Mr. Manolis and his wife welcomed us with great cheer, and I quickly saw that this is a man who loves his work. When he found out that I have a degree in sculpture, he proudly showed me around the shop and explained the casting process. From what I understood (my Greek is still limited) it's as follows:
First, a prototype is commissioned, carved from soapstone; this piece is very detailed, but it is fragile if dropped!
The prototype is laid into a bed of sand, removed, and the molten brass is poured into the depression. This is done for both front and back, and then the two pieces are joined. Then, the edges have to be cleaned and the piece gets sanded and polished. This first casting then becomes the working prototype, and the stone version is put safely away.
While I've made molds out of plaster and latex, I've never seen one made of sand, and I was grateful to see the process. The amount of detail retained by the sand impression is amazing, and the cast sculptures are beautiful, even more so after Manolis finishes them with an acid oxidation process, adding mottled green and black and brown tones, and finishing with a wax process to make the piece smooth like glass.

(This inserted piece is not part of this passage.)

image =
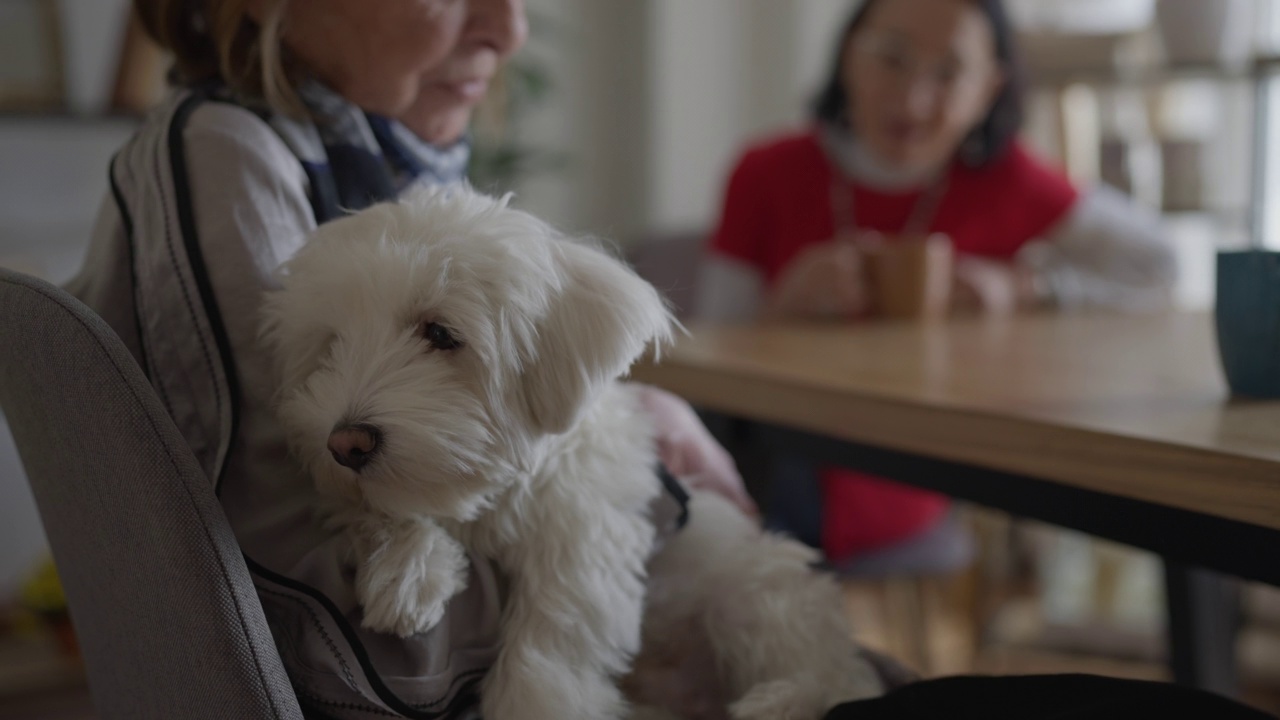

After showing me the process, Manolis threw one of the statues on the concrete floor and I startled, but he laughed saying that they never break once cast in brass-- if you burried one today you could dig it up a thousand years from now and it'd be the same. The same for the patina; the color is fast.
Of course, I can't help but entertain the idea of immortalizing one of my own sculptures in bronze... and I am grinning because Manolis has promised to demonstrate casting on one of our next visits!
Two large brass helmets with a black patina; they will have more work done to the patina and then they will be polished with wax.